Outside Temple Beth El at 5975 S. 12th St., teen members of the Jewish congregation started putting 6,000 yellow flags on the lawn, each one representing 1,000 Jews who died in the Holocaust. They hoped to finish Sunday, and if not, said they would in coming days.
The project coincides with Yom HaShoah, or Holocaust Remembrance Day, which is Sunday. The flags will stay up until April 30.
“It’s important to have a visual representation of what happened,” 14-year-old Abe King-Madlem said. “You think about it, but you never get to see the number. And this isn’t even all of it. It helps show the gravity of the situation.”
Leah Elstein, cantor and religious education director at Temple Beth El, said she got the idea for the project from a congregation in the suburbs of Chicago, which did something similar.

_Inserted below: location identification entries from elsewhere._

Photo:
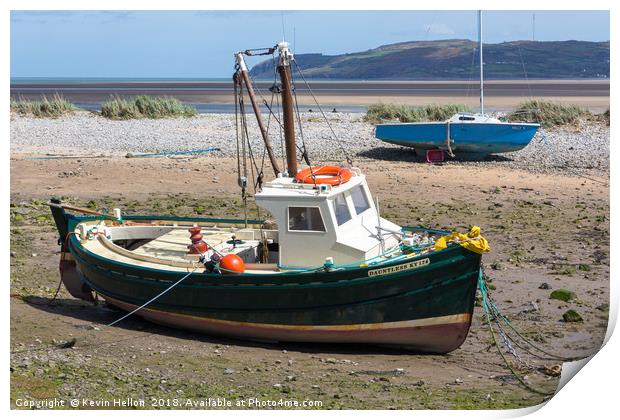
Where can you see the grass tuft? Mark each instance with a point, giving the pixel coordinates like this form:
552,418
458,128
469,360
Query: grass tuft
55,107
146,107
405,113
549,114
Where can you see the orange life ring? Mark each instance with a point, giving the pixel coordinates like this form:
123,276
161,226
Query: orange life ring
331,175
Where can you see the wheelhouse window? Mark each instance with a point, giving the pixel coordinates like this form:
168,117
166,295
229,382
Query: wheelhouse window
360,201
341,209
305,219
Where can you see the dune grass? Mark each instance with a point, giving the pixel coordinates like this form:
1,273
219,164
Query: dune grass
405,113
549,114
146,107
54,108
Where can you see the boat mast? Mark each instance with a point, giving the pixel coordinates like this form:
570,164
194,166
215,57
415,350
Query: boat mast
284,69
245,75
481,62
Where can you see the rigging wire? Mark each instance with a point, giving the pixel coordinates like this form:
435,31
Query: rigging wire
349,161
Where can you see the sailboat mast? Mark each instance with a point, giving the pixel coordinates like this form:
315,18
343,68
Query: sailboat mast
245,76
481,62
284,69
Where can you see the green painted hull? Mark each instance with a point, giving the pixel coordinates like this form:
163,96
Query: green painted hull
427,308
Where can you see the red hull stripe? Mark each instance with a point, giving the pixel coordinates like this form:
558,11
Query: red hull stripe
438,334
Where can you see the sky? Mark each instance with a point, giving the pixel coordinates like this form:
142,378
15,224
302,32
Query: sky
200,44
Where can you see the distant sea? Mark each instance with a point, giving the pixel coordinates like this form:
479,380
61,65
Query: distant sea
215,95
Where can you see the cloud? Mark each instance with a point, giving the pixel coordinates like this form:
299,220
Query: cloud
438,29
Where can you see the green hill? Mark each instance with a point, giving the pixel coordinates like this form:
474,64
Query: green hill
457,59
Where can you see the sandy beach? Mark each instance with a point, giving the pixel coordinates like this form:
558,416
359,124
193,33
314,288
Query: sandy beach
500,95
544,210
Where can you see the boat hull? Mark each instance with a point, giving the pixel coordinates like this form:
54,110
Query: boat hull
432,335
467,137
425,306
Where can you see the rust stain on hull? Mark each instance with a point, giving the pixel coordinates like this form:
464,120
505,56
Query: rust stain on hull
436,335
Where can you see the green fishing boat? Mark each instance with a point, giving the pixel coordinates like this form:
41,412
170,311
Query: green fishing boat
326,268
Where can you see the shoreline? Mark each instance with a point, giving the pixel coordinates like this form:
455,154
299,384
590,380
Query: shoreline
580,148
499,94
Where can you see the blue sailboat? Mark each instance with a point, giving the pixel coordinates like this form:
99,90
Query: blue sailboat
472,135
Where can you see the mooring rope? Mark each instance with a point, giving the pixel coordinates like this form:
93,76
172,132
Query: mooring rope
486,306
153,299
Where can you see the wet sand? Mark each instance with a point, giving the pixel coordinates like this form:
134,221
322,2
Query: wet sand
543,228
499,94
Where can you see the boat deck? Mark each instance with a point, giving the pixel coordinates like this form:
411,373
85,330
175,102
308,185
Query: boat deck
167,248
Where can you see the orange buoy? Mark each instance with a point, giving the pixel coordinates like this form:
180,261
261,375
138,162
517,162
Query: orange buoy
198,246
331,175
232,263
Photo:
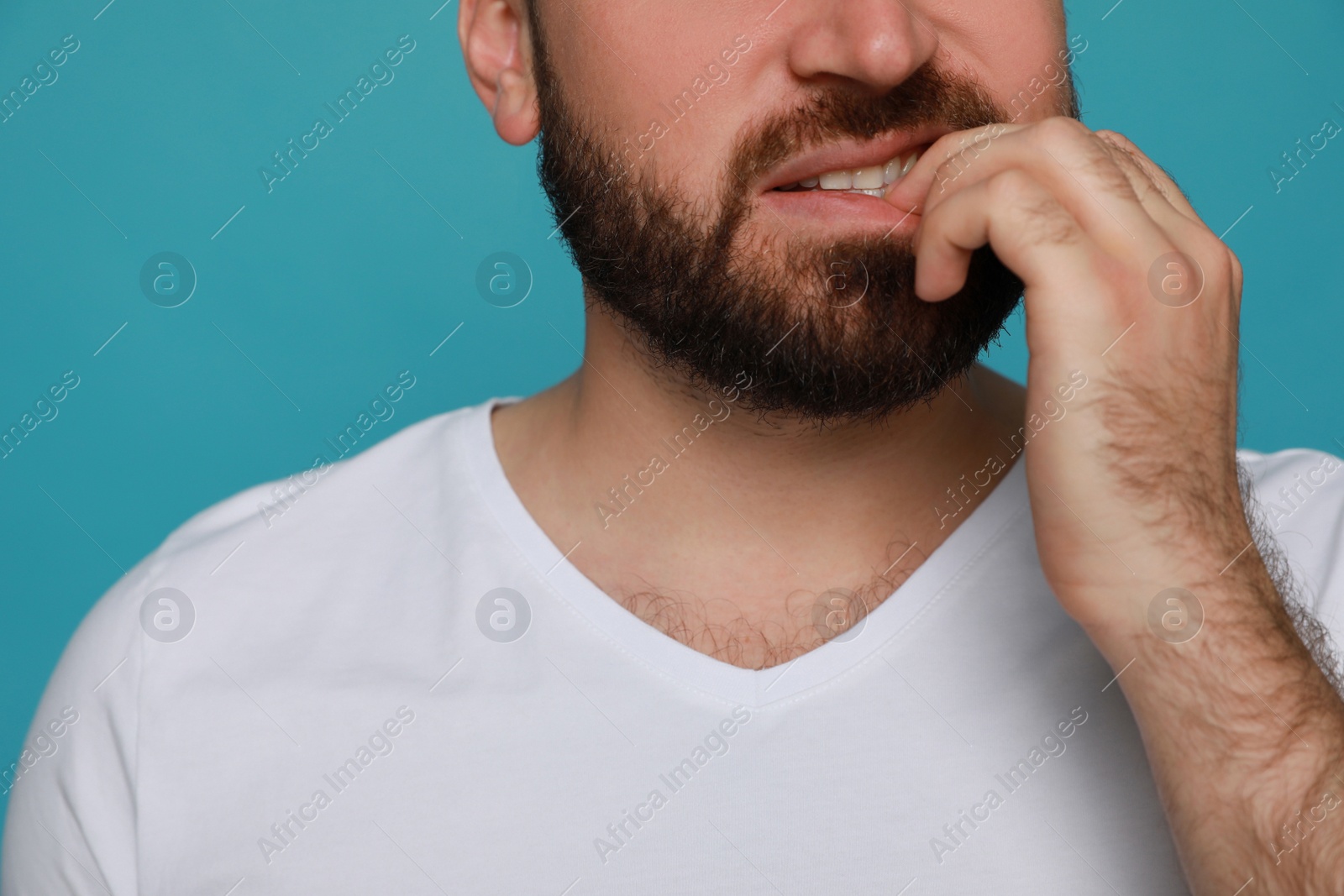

“We tell them again and again how many people were killed in the Holocaust,” she said. “This is a way for them to be physically aware of that number.”
Temple Beth El Rabbi Bruce Kadden said he heard of a project elsewhere to collect and display paperclips for every Holocaust victim.
“People are trying to creatively reflect on, and trying to figure out how to represent, that incredible number,” he said. “The Holocaust is something that all human beings should reflect on.”
The yellow flags — the same color used to identify the population during the Middle Ages, Kadden said — symbolize the yellow stars used to identify Jews under the Nazi regime. Kadden noted that the figure being represented by the flags, 6 million, does not include other minorities that were killed by the Nazis.
A few people honked as they drove past Sunday, though no one had stopped to ask about the flags as the teens arranged them.
Jones said the project is important because she’s heard students at her school say they don’t think the genocide happened.
“People need to know that the Holocaust did happen,” she said. “I need people to know the story of what happened. People should drive by and think about what (the flags) mean. What it means to them as a human being. This is an instance where we don’t want history to repeat itself.”